Beloved as a Gothic Novel
The term Gothic fiction refers to a style of writing that is characterized by elements of fear, horror, death, and gloom, as well as romantic elements, such as nature, individuality, and very high emotion. These emotions can include fear and suspense. This style of fiction began in the mid-1700s with a Text titled, The Castle of Otranto (in 1764), by Horace Walpole. The settings were often old, dilapidated buildings or houses in gloomy, lifeless, fear-inducing landscapes. Toni Morrison’s Beloved is widely considered an example of gothic novel. It represents the gothic elements under the background of slavery and racism.

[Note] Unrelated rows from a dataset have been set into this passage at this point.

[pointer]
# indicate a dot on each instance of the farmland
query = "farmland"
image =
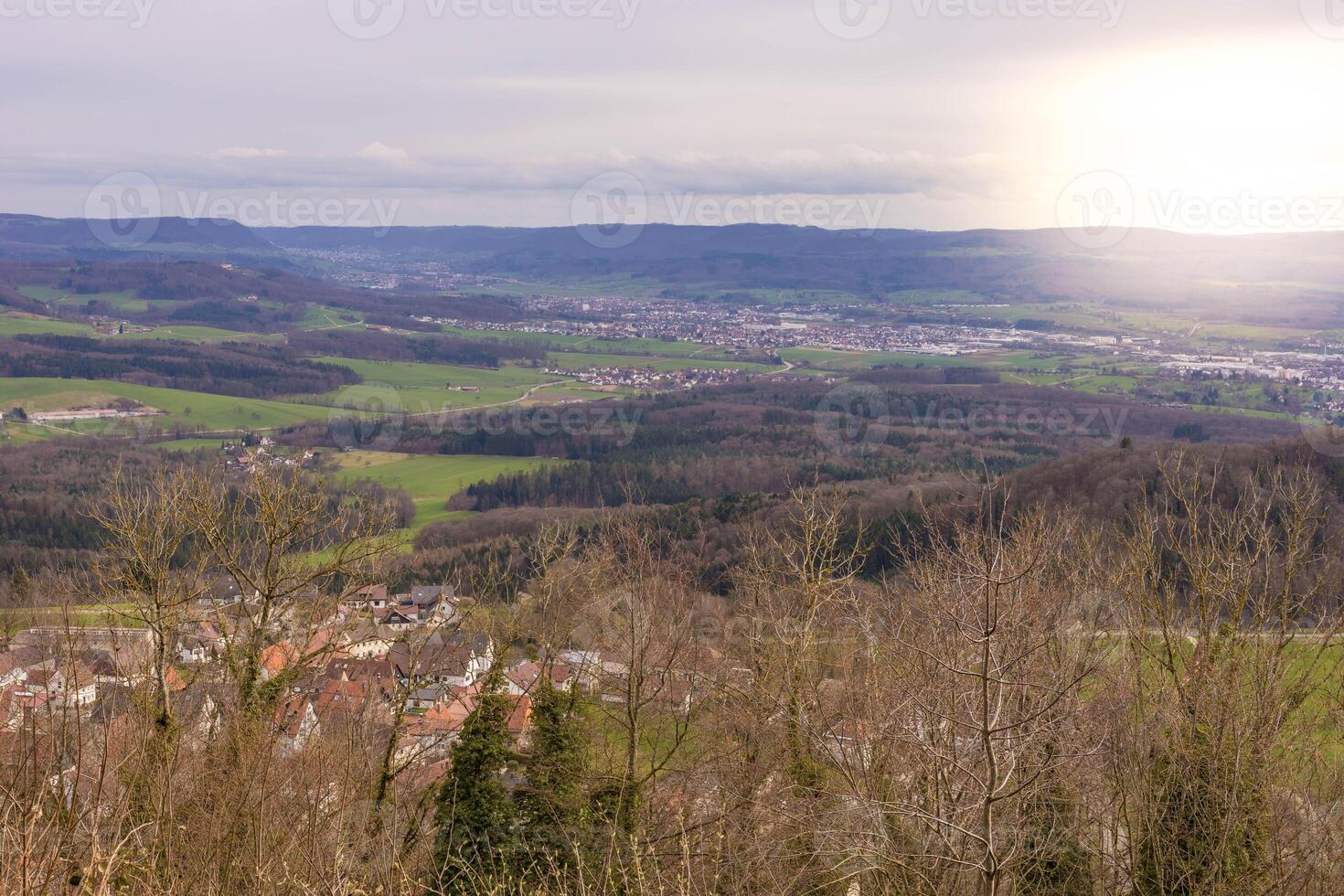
(423, 389)
(195, 410)
(432, 478)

Although Beloved begins with a ghost, it does not strictly adhere to the gothic genre at the beginning of the text. If the essence of gothic is secrets, danger, mystery, distress, and an increasing sense of foreboding (Harris n. pag.), the ghost at the beginning is quite distinct. The ghost appears to be Sethe’s murdered daughter and this notion is accepted by the family. While the ghost has driven Howard and Burglar out of the house, the protagonists have made their peace with it. As the incarnate Beloved threatens Sethe and reveals her past from the other side, something far more dangerous and mysterious emerges that threatens both the family and the community: a return of all the repressed death and anger of the “sixty million and more”.
The ghost (incarnation of Beloved) represents the power of the legacy of slavery, which continues to trouble Sethe eighteen years after she won her freedom. Beloved is the spirit of the dead baby returned but she is also an embodiment of all suffering under slavery: her memory extends back to the slave ships that first carried blacks to the Americas.
The conventional gothic narratives usually end with the predictable destruction or repression of the ghost. But in Beloved, the situation is different. On the contrary, the novel Beloved begins with the supernatural disturbance in the real world at the very beginning. In Beloved the ghost seems to be baby’s ghost whom Sethe had earlier murdered. The intervention of the baby ghost creates problems for everyone. The ghost appears to be breaking and shaking the things in the house and causes everyone’s private uneasiness and anxiety.
The first place depicted to be haunted by ghost in the novel is 124, Bluestone Road. Sethe’s two sons Howard and Buglar cannot stand the terror caused by the ghost. They get horrified so they flee. Since 124 is a source of the gothic atmosphere, Morrison keeps this place within the subjective focus.
The manifestation of the ghost contributes to grotesque plot and horrid atmosphere. It creates disappointment and loathing of the characters, except Denver, who anticipates her dead sister’s companionship, carrying with “a vague smile on her lips”
The setting of the novel Beloved uses flashback to create gloominess. It is the feeling of Sethe and other residents of the house traveling not only in physical distance but also the passage of time that creates a haunting quality. It is the element of the ghost that furthers the notion of the unknown for the reader.
Like conventional gothic novel, Morrison’s Beloved transgresses the boundary of physical laws beyond rationality. Through various manifestations, the ghost makes itself not only visibly but also audibly perceptible, of which Stamp Paid is the witness.
Madness is a common theme in the Gothic novel, which creates suspense for the readers. It also explores aspects of human nature that cannot be easily understood. Beloved, in seeming madness, presents herself a dramatic figure of the devil. She carries insatiable desire for revenge on her mother.
The gothic elements in the novel are explicit. The character, plot and narration carry various references of the ghost, soul, blood, and killing. Morrison uses these gothic elements to manifest how slavery and racism at their cruelest level disfigure black slaves like Sethe. Such elements play an important role in Beloved. The supernatural occurrence creates the terrible and suspicious atmosphere.